Sans vouloir trop léser "notre chère Petrobras" - comme l'appelle le président Lula -, le gouvernement est tenté de confier l'administration des futurs champs à une nouvelle agence d'Etat, semblable à celle qui existe en Norvège. Cet organisme placerait les revenus du pétrole sur un fonds souverain chargé de les faire fructifier. Un comité interministériel doit se prononcer sur ce projet avant la fin de l'année.

Dans un élan de nationalisme pétrolier, l'Etat veut à la fois mieux contrôler la production et accroître ses bénéfices. Dans cet esprit, l'attribution des concessions de forage a été suspendue en 2007. La loi sera changée et les futurs contrats seront moins favorables aux compagnies étrangères qui devront verser de plus fortes royalties à l'Etat. "Il n'est pas question de laisser les profits du pétrole dans les mains d'une demi-douzaine de sociétés", a prévenu le président brésilien.

Les multinationales du secteur craignent d'être privées d'une partie des ressources alléchantes promises par les récentes découvertes. Elles assurent que le Brésil aura besoin de leur argent dans la mise en oeuvre des énormes investissements exigés par l'exploration en eau très profonde.

Brasilia veut aussi une nouvelle répartition de la manne pétrolière - 7,4 milliards de dollars en 2007 - plus favorable à l'Etat fédéral et moins généreuse envers les Etats fédérés et les municipalités, soupçonnés de la gaspiller. Le budget de l'Etat de Rio de Janeiro, par exemple, est largement alimenté par l'or noir. "Le pétrole appartient à l'Union", a rappelé le président Lula.

Que faire de cet argent ? Le président lui assigne deux objectifs sociaux : financer l'éducation et éradiquer la pauvreté.

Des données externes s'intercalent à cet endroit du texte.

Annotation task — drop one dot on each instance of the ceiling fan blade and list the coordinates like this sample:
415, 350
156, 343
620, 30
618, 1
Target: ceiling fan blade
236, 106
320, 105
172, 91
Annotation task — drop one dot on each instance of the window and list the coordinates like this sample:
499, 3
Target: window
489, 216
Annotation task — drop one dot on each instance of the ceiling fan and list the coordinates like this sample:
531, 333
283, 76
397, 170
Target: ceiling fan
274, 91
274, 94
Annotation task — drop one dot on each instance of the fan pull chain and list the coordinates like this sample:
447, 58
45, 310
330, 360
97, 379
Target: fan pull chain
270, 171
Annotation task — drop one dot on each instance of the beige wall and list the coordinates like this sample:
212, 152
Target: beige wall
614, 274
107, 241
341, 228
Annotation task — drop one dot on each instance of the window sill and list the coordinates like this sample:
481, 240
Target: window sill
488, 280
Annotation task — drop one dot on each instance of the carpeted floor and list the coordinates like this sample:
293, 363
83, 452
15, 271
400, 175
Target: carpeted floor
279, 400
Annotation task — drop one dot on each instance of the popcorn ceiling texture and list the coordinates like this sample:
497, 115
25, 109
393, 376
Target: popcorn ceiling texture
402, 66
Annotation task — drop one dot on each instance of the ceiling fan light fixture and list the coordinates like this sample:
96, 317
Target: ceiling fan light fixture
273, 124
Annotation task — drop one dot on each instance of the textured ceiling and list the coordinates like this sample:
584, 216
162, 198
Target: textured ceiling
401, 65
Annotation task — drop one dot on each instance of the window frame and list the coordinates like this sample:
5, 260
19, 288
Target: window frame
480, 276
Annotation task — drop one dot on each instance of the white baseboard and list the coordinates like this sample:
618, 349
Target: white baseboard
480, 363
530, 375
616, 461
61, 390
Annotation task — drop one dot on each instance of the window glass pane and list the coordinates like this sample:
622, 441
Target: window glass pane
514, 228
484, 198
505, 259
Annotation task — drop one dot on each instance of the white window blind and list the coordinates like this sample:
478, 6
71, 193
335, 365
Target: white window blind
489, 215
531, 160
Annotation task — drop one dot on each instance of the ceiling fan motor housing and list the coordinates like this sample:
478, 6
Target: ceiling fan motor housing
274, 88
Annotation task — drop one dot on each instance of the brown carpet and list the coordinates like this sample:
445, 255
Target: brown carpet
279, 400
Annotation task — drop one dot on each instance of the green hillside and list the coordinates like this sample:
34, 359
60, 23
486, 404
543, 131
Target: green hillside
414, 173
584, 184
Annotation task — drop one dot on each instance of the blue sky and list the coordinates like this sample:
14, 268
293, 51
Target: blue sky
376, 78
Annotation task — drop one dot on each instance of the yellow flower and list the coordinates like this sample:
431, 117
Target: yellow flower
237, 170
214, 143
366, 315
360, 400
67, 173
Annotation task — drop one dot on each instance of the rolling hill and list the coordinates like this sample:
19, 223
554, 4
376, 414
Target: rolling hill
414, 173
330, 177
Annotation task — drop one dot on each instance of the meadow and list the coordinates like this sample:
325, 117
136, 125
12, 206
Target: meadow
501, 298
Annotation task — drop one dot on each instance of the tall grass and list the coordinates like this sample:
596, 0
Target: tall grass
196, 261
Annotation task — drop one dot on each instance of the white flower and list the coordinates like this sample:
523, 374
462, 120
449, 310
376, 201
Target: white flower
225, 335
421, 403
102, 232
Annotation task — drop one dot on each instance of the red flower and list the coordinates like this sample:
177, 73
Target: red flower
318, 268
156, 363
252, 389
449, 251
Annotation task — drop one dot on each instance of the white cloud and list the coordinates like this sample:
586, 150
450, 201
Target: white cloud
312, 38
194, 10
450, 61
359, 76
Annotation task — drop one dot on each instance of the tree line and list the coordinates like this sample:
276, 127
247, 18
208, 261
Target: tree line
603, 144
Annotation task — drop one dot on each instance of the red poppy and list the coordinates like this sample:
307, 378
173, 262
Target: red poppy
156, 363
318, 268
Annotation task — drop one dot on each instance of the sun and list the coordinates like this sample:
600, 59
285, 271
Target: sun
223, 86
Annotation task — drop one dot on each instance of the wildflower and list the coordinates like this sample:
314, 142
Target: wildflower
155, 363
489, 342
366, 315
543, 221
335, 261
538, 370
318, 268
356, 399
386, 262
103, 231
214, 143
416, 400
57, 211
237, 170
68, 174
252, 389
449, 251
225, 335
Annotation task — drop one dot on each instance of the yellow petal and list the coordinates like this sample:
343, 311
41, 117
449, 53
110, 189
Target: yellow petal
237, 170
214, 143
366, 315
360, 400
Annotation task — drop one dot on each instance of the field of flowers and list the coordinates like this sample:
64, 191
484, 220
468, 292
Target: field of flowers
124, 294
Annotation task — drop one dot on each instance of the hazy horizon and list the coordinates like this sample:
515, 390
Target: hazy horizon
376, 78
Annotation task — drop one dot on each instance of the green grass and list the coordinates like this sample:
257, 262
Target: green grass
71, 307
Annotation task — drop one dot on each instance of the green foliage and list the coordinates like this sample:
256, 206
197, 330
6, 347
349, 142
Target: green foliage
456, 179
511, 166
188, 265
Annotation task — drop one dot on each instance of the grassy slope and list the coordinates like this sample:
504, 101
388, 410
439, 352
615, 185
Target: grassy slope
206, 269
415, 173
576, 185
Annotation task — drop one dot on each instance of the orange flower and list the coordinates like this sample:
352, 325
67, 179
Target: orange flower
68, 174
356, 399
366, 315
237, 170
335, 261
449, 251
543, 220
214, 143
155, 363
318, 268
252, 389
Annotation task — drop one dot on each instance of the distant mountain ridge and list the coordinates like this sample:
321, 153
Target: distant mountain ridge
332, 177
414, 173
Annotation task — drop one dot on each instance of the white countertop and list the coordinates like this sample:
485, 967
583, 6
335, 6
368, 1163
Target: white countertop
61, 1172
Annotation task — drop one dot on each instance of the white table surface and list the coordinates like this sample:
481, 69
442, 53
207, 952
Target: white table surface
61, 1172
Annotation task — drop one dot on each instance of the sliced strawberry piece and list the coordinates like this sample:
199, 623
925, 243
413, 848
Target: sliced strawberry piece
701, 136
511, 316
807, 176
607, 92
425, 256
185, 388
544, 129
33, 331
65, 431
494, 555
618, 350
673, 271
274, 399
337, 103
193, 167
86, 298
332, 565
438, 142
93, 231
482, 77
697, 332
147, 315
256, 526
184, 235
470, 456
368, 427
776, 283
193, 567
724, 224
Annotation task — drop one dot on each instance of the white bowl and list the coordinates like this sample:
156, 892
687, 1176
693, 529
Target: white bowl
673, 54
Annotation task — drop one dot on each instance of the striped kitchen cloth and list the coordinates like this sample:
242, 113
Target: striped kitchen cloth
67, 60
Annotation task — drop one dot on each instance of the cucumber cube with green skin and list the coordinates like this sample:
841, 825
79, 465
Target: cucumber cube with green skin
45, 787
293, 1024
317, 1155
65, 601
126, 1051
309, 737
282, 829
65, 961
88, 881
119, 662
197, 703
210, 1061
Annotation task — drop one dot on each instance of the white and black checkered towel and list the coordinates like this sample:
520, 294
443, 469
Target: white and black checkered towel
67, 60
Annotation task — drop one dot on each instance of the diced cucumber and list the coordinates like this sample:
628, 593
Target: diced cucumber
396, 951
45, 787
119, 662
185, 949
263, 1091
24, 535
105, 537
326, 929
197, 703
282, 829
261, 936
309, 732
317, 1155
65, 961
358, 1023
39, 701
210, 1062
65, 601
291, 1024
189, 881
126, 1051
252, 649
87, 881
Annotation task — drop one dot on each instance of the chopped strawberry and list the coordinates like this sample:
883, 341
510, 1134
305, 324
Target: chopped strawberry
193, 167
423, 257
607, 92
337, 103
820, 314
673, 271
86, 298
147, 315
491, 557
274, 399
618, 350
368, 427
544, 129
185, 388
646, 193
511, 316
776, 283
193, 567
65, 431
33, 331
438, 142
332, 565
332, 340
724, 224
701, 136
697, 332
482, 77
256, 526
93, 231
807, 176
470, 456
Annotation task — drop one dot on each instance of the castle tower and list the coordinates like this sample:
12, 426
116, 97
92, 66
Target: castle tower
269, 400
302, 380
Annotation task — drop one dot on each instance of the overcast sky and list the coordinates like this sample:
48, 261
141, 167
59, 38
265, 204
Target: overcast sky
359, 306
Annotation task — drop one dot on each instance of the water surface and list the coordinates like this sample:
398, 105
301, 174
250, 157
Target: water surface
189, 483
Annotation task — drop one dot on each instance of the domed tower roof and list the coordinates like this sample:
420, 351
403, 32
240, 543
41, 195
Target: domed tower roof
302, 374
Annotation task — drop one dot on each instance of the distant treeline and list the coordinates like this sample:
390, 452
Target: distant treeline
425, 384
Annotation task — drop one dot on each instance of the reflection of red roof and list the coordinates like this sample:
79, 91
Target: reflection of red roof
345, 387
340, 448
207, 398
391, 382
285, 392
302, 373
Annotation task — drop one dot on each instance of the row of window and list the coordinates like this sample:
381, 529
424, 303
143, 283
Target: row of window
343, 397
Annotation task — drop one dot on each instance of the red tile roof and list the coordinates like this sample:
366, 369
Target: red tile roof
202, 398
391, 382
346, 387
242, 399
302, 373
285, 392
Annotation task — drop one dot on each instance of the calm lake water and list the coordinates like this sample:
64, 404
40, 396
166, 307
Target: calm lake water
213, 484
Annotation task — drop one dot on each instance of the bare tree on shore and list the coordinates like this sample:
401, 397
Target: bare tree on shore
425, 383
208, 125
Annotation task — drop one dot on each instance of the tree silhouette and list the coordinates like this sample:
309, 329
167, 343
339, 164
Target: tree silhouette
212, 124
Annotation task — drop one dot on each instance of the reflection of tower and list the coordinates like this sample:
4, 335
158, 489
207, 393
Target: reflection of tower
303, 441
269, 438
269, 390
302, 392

L'accroissement de ces ressources suppose de mettre en place une industrie pétrolière puissante. Celle-ci stimulera par une vertueuse contagion les autres secteurs industriels et permettra de vendre en Europe, aux Etats-Unis ou au Japon des produits raffinés à forte valeur ajoutée, comme le gazole.

Le jour où sa production dépassera les besoins nationaux, le Brésil n'envisage pas d'exporter du brut. C'est pourquoi il a poliment décliné la récente invitation à rejoindre l'Organisation des pays exportateurs de pétrole (OPEP) que l'Iran lui avait transmise.